Dmitry Kiselyov, a state television pundit famous for espousing anti-Western views during prime time, took on the role of a rapper during a New Year's comedy show.
Though he fully got into character — sporting a tracksuit, sneakers, a baseball cap and dance moves that included dabbing — Kiselyov’s rhymes stayed true to his politics.
“Europe with its lectures, [Russia] denounced by foreigners,” Kiselyov rapped on a state-run Rossiya-1 show that aired on Thursday. “But coolly and refusing to be provoked, we put our gas pipelines on your sanctions.”
A few bars later, the journalist commonly referred to as the Kremlin’s top propagandist, accused countries of “cutting ties with Russia, but it’s just grandstanding,”

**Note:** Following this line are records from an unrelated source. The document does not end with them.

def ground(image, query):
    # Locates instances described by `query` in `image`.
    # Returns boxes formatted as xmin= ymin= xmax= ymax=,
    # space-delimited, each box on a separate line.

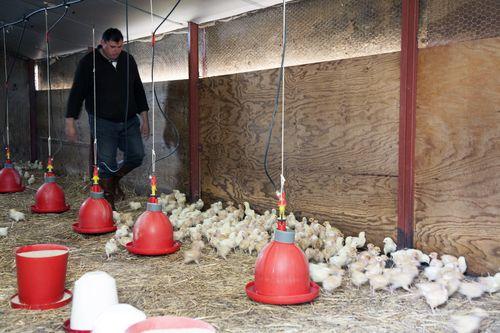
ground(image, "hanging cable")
xmin=2 ymin=28 xmax=10 ymax=149
xmin=148 ymin=0 xmax=181 ymax=173
xmin=264 ymin=0 xmax=287 ymax=192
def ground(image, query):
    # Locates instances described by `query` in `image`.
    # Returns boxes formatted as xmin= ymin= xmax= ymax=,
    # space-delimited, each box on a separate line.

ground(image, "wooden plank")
xmin=200 ymin=53 xmax=399 ymax=242
xmin=415 ymin=38 xmax=500 ymax=273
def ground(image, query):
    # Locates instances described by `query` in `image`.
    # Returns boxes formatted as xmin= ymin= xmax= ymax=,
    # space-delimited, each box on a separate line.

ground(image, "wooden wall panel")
xmin=200 ymin=53 xmax=399 ymax=243
xmin=415 ymin=38 xmax=500 ymax=273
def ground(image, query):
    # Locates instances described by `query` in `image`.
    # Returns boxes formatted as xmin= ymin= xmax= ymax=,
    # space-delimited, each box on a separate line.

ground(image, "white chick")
xmin=309 ymin=263 xmax=330 ymax=283
xmin=104 ymin=238 xmax=118 ymax=259
xmin=384 ymin=237 xmax=398 ymax=255
xmin=368 ymin=274 xmax=389 ymax=294
xmin=457 ymin=256 xmax=467 ymax=274
xmin=113 ymin=210 xmax=121 ymax=223
xmin=458 ymin=281 xmax=484 ymax=302
xmin=416 ymin=282 xmax=448 ymax=313
xmin=450 ymin=308 xmax=488 ymax=333
xmin=351 ymin=271 xmax=368 ymax=288
xmin=115 ymin=225 xmax=130 ymax=239
xmin=477 ymin=273 xmax=500 ymax=295
xmin=120 ymin=213 xmax=135 ymax=227
xmin=128 ymin=201 xmax=141 ymax=210
xmin=184 ymin=241 xmax=205 ymax=264
xmin=323 ymin=275 xmax=342 ymax=293
xmin=389 ymin=268 xmax=415 ymax=291
xmin=9 ymin=208 xmax=25 ymax=222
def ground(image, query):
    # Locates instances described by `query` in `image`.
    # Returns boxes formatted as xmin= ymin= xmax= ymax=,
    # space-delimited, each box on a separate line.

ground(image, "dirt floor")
xmin=0 ymin=175 xmax=500 ymax=332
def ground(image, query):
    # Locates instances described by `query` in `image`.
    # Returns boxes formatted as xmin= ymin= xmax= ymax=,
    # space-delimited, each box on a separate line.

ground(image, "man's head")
xmin=101 ymin=28 xmax=123 ymax=59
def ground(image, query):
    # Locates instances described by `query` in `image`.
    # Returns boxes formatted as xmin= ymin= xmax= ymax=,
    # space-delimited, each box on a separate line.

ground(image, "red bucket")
xmin=125 ymin=316 xmax=215 ymax=333
xmin=11 ymin=244 xmax=71 ymax=310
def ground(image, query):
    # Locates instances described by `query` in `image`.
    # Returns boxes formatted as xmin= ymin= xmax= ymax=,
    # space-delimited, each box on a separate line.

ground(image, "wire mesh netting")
xmin=418 ymin=0 xmax=500 ymax=48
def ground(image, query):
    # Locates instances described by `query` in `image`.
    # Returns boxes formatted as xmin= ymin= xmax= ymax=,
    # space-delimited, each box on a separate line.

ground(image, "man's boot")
xmin=99 ymin=177 xmax=116 ymax=210
xmin=113 ymin=165 xmax=135 ymax=201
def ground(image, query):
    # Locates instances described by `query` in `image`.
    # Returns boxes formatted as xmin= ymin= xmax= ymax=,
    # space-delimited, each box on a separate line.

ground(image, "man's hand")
xmin=65 ymin=118 xmax=78 ymax=142
xmin=141 ymin=111 xmax=149 ymax=140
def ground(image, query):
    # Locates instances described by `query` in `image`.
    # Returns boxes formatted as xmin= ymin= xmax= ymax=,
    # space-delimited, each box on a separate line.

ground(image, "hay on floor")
xmin=0 ymin=175 xmax=500 ymax=332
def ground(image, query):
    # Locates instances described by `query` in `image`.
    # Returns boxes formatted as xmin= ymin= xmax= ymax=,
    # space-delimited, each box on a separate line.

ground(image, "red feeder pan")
xmin=31 ymin=173 xmax=69 ymax=214
xmin=73 ymin=185 xmax=116 ymax=234
xmin=126 ymin=202 xmax=181 ymax=256
xmin=245 ymin=230 xmax=319 ymax=305
xmin=0 ymin=163 xmax=24 ymax=193
xmin=10 ymin=244 xmax=72 ymax=310
xmin=125 ymin=316 xmax=215 ymax=333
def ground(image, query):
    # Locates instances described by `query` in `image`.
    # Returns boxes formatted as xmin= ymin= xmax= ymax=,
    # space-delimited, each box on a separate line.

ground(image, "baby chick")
xmin=351 ymin=271 xmax=368 ymax=288
xmin=416 ymin=282 xmax=448 ymax=313
xmin=368 ymin=274 xmax=389 ymax=295
xmin=104 ymin=238 xmax=118 ymax=259
xmin=184 ymin=240 xmax=205 ymax=264
xmin=9 ymin=208 xmax=25 ymax=222
xmin=384 ymin=237 xmax=398 ymax=255
xmin=128 ymin=201 xmax=141 ymax=210
xmin=477 ymin=273 xmax=500 ymax=295
xmin=323 ymin=275 xmax=342 ymax=293
xmin=450 ymin=308 xmax=488 ymax=333
xmin=458 ymin=281 xmax=484 ymax=302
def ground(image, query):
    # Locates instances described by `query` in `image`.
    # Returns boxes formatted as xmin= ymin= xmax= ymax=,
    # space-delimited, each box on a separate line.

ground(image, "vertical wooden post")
xmin=398 ymin=0 xmax=419 ymax=248
xmin=27 ymin=60 xmax=38 ymax=162
xmin=188 ymin=22 xmax=201 ymax=201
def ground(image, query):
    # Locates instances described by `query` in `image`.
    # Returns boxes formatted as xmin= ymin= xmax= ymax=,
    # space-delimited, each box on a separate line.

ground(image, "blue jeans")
xmin=89 ymin=114 xmax=144 ymax=178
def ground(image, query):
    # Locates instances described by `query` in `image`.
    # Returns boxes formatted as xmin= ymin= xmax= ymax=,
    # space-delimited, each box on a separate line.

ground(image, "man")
xmin=66 ymin=28 xmax=149 ymax=210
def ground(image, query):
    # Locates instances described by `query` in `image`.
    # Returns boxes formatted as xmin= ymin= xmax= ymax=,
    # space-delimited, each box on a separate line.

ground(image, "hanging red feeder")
xmin=126 ymin=197 xmax=181 ymax=256
xmin=73 ymin=166 xmax=116 ymax=234
xmin=0 ymin=160 xmax=25 ymax=193
xmin=31 ymin=171 xmax=69 ymax=214
xmin=245 ymin=230 xmax=319 ymax=305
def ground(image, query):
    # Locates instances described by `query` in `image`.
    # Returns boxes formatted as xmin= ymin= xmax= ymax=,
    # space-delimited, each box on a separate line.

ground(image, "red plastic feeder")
xmin=0 ymin=162 xmax=25 ymax=193
xmin=31 ymin=172 xmax=69 ymax=214
xmin=125 ymin=316 xmax=215 ymax=333
xmin=126 ymin=198 xmax=181 ymax=256
xmin=73 ymin=185 xmax=116 ymax=234
xmin=10 ymin=244 xmax=72 ymax=310
xmin=245 ymin=230 xmax=319 ymax=305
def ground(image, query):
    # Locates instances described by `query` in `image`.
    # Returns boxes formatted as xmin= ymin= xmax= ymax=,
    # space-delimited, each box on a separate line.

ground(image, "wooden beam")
xmin=188 ymin=22 xmax=201 ymax=201
xmin=398 ymin=0 xmax=418 ymax=248
xmin=27 ymin=60 xmax=38 ymax=162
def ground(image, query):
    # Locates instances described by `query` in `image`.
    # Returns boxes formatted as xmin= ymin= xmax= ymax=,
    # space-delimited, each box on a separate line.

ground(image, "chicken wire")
xmin=200 ymin=0 xmax=402 ymax=76
xmin=418 ymin=0 xmax=500 ymax=48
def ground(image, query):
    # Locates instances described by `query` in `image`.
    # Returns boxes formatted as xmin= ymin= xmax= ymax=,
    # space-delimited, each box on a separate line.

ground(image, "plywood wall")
xmin=415 ymin=38 xmax=500 ymax=273
xmin=200 ymin=53 xmax=399 ymax=243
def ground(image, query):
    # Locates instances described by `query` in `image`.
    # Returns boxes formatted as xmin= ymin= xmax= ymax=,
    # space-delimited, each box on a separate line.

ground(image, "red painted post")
xmin=188 ymin=22 xmax=201 ymax=201
xmin=398 ymin=0 xmax=419 ymax=248
xmin=27 ymin=60 xmax=38 ymax=162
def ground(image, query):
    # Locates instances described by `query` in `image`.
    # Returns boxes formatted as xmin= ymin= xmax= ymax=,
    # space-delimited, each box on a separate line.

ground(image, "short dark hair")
xmin=102 ymin=28 xmax=123 ymax=43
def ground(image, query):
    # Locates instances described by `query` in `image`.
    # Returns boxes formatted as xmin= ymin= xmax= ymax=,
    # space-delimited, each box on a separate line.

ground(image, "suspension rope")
xmin=45 ymin=8 xmax=52 ymax=159
xmin=280 ymin=0 xmax=286 ymax=197
xmin=92 ymin=25 xmax=97 ymax=166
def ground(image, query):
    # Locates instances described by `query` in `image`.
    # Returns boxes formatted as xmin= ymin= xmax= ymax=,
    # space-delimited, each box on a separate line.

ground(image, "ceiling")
xmin=0 ymin=0 xmax=290 ymax=59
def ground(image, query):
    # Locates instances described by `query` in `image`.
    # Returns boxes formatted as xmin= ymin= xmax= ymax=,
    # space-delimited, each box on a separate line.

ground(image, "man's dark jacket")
xmin=66 ymin=49 xmax=149 ymax=122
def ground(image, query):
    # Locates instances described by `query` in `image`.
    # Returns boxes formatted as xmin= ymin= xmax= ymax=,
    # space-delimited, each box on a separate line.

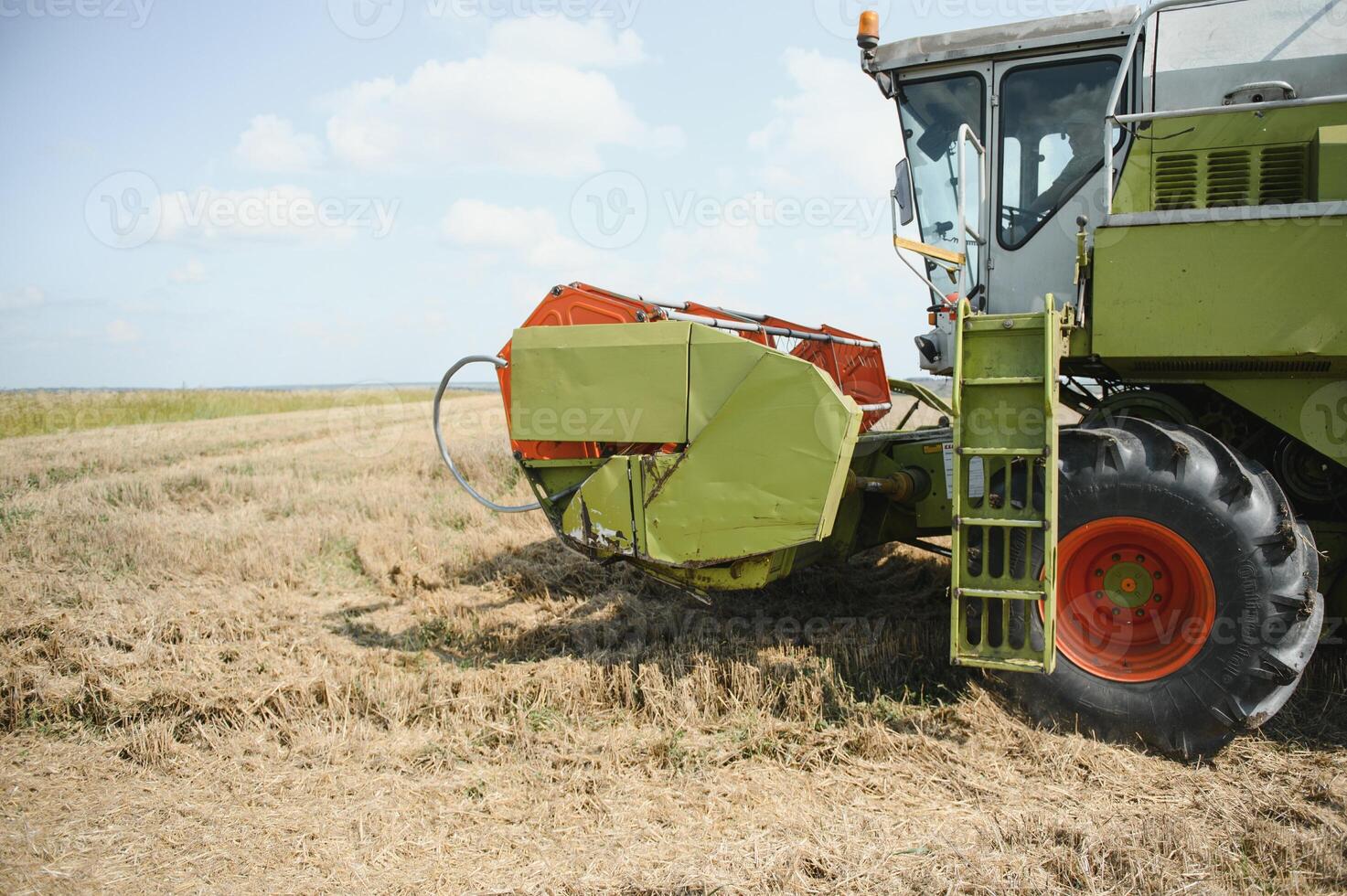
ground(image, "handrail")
xmin=955 ymin=123 xmax=988 ymax=304
xmin=431 ymin=355 xmax=543 ymax=513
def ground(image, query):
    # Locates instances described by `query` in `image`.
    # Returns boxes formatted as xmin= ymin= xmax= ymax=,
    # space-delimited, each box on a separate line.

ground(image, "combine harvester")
xmin=435 ymin=0 xmax=1347 ymax=756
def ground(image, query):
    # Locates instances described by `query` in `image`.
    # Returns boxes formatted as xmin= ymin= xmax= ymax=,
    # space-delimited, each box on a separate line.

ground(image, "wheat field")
xmin=0 ymin=395 xmax=1347 ymax=895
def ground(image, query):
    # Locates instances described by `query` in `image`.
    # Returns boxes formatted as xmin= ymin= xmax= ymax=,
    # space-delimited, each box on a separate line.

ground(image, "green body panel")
xmin=687 ymin=326 xmax=769 ymax=441
xmin=509 ymin=321 xmax=692 ymax=443
xmin=1312 ymin=124 xmax=1347 ymax=202
xmin=949 ymin=295 xmax=1065 ymax=674
xmin=1113 ymin=103 xmax=1347 ymax=214
xmin=1090 ymin=217 xmax=1347 ymax=366
xmin=1208 ymin=375 xmax=1347 ymax=464
xmin=512 ymin=324 xmax=862 ymax=568
xmin=641 ymin=350 xmax=861 ymax=564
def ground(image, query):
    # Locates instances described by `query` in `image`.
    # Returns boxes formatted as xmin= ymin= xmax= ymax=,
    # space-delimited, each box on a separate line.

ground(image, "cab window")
xmin=898 ymin=73 xmax=986 ymax=293
xmin=998 ymin=57 xmax=1121 ymax=250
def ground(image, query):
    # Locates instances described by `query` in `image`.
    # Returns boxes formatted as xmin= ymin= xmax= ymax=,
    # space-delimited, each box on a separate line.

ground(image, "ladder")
xmin=949 ymin=293 xmax=1064 ymax=674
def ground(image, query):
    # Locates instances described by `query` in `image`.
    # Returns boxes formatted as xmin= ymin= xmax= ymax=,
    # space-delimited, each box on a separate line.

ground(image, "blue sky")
xmin=0 ymin=0 xmax=1126 ymax=388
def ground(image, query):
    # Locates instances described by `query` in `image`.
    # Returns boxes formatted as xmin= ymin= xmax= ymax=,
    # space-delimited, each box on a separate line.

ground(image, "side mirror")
xmin=893 ymin=159 xmax=916 ymax=225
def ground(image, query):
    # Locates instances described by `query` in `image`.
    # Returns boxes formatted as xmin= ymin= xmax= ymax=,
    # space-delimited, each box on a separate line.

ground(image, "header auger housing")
xmin=436 ymin=0 xmax=1347 ymax=756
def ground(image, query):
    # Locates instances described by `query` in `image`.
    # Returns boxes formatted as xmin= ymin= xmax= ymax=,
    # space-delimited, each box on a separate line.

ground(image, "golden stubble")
xmin=0 ymin=395 xmax=1347 ymax=893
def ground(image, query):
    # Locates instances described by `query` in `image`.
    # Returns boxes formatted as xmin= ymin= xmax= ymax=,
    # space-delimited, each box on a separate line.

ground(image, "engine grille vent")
xmin=1136 ymin=358 xmax=1332 ymax=373
xmin=1154 ymin=144 xmax=1310 ymax=211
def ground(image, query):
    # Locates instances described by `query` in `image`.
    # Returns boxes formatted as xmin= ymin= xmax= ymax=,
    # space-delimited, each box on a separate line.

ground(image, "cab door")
xmin=986 ymin=48 xmax=1128 ymax=314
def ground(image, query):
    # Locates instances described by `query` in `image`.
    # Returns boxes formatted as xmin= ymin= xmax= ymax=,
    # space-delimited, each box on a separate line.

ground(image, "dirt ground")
xmin=0 ymin=396 xmax=1347 ymax=893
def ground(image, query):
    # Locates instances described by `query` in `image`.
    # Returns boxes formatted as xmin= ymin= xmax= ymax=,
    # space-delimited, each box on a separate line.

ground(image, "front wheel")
xmin=1011 ymin=418 xmax=1324 ymax=757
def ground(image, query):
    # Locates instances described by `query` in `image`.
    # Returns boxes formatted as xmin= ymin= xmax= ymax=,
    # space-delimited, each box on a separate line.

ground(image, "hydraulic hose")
xmin=433 ymin=355 xmax=543 ymax=513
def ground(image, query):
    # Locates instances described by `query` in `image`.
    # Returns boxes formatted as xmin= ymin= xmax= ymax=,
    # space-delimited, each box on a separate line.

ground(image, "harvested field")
xmin=0 ymin=395 xmax=1347 ymax=893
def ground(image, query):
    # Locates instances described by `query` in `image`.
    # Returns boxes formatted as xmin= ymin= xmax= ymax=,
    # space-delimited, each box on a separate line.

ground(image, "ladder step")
xmin=963 ymin=376 xmax=1042 ymax=385
xmin=959 ymin=588 xmax=1045 ymax=601
xmin=955 ymin=516 xmax=1048 ymax=529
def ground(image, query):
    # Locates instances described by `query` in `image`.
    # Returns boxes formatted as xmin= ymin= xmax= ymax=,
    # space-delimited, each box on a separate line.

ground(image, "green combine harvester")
xmin=435 ymin=0 xmax=1347 ymax=756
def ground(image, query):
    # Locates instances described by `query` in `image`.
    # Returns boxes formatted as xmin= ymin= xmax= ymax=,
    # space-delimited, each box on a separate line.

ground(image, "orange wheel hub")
xmin=1057 ymin=516 xmax=1216 ymax=682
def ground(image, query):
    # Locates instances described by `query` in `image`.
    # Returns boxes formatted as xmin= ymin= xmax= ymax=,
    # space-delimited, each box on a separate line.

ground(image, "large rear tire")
xmin=1010 ymin=418 xmax=1324 ymax=759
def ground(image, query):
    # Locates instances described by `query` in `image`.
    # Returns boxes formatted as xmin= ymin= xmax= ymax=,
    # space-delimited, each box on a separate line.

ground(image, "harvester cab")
xmin=878 ymin=0 xmax=1347 ymax=375
xmin=435 ymin=0 xmax=1347 ymax=756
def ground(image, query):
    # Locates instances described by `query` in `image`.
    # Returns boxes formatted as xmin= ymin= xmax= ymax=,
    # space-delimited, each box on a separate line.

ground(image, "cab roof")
xmin=866 ymin=5 xmax=1139 ymax=71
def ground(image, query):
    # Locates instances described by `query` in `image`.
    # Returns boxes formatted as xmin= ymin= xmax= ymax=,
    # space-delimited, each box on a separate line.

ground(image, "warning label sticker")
xmin=942 ymin=442 xmax=988 ymax=501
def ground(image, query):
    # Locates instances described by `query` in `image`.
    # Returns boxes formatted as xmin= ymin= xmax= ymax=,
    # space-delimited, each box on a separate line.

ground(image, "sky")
xmin=0 ymin=0 xmax=1116 ymax=388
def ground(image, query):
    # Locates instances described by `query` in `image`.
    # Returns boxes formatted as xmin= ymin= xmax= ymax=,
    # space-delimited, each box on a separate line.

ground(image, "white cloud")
xmin=749 ymin=48 xmax=903 ymax=198
xmin=486 ymin=16 xmax=647 ymax=69
xmin=441 ymin=199 xmax=595 ymax=271
xmin=327 ymin=19 xmax=683 ymax=176
xmin=105 ymin=319 xmax=140 ymax=342
xmin=0 ymin=285 xmax=48 ymax=311
xmin=168 ymin=259 xmax=206 ymax=285
xmin=656 ymin=224 xmax=768 ymax=294
xmin=234 ymin=114 xmax=324 ymax=173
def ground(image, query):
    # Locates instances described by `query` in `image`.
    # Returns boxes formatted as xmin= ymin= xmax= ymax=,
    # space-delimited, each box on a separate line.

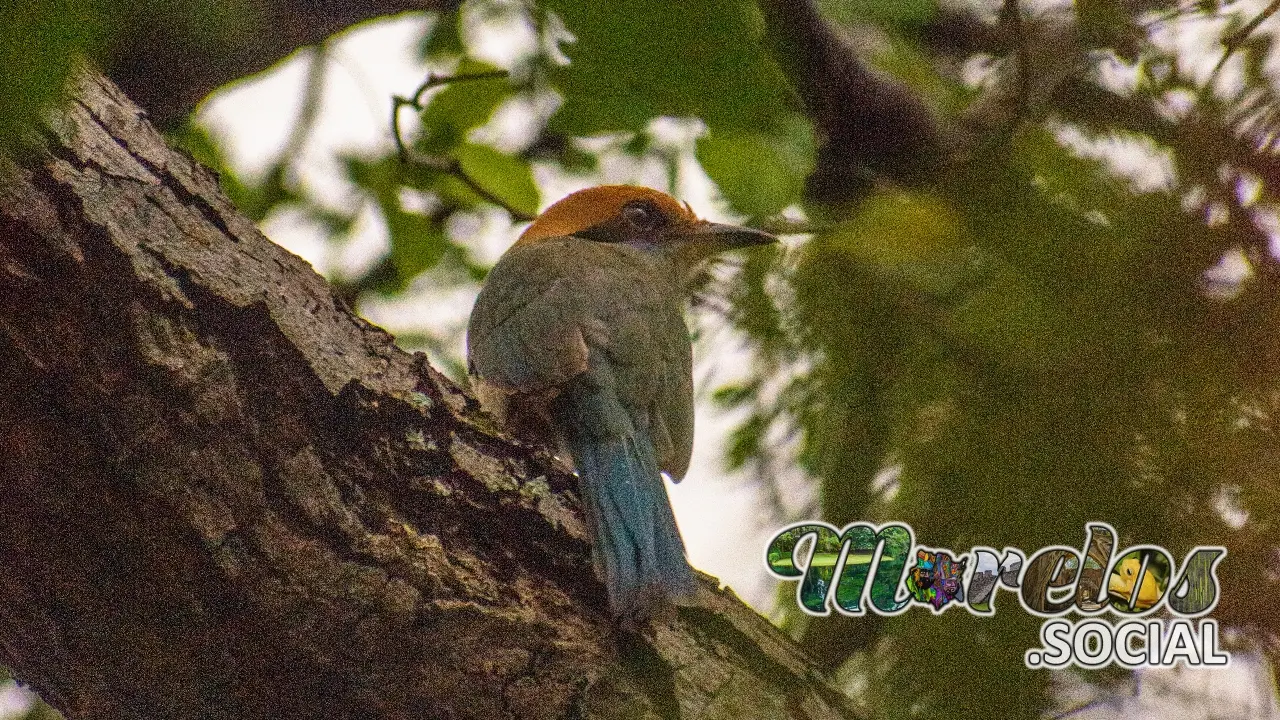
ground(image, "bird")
xmin=467 ymin=184 xmax=777 ymax=620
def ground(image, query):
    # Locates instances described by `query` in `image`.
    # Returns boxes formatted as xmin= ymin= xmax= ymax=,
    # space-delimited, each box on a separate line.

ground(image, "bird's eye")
xmin=622 ymin=201 xmax=667 ymax=231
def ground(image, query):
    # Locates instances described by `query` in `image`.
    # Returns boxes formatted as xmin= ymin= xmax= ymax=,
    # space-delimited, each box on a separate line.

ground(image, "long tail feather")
xmin=561 ymin=368 xmax=696 ymax=615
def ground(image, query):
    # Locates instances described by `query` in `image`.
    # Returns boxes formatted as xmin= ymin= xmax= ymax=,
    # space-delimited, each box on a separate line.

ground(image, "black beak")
xmin=680 ymin=223 xmax=778 ymax=251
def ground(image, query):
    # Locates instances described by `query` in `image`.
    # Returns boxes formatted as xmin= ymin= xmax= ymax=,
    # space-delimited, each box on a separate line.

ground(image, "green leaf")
xmin=417 ymin=59 xmax=513 ymax=155
xmin=0 ymin=0 xmax=101 ymax=149
xmin=453 ymin=145 xmax=539 ymax=215
xmin=384 ymin=208 xmax=449 ymax=283
xmin=698 ymin=115 xmax=815 ymax=217
xmin=818 ymin=0 xmax=938 ymax=31
xmin=545 ymin=0 xmax=791 ymax=136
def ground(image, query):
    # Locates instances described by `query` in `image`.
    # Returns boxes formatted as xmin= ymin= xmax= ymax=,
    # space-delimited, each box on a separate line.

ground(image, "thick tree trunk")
xmin=0 ymin=73 xmax=852 ymax=719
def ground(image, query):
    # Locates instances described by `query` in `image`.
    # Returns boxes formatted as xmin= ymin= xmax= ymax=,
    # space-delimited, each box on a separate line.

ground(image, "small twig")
xmin=392 ymin=70 xmax=511 ymax=163
xmin=758 ymin=218 xmax=836 ymax=234
xmin=1204 ymin=0 xmax=1280 ymax=87
xmin=278 ymin=41 xmax=329 ymax=164
xmin=392 ymin=70 xmax=534 ymax=222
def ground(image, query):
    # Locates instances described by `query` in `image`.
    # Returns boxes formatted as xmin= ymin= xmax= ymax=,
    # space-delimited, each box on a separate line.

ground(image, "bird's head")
xmin=516 ymin=184 xmax=777 ymax=269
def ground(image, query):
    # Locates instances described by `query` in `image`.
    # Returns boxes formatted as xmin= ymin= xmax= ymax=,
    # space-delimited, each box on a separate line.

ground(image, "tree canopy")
xmin=0 ymin=0 xmax=1280 ymax=717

“They may burn them all they want, we’ll keep building bridges,” Kiselyov rapped as computer graphics displayed him standing on the rail and car bridge that Russia built last year connecting the mainland to the annexed Crimean peninsula.
Kiselyov’s performance came a month after popular backlash to cancellations of hip-hop shows across Russia over allegations of extremism.
Kiselyov reprised his performance from one of his weekly news shows in December, when he unexpectedly spoke out in favor of Russian rappers and recited a verse authored by the Soviet poet Vladimir Mayakovsky.
President Vladimir Putin later weighed in on the show cancellations himself, arguing that the Kremlin should play a leading role in Russian rap music and youth culture instead of trying to shut it down.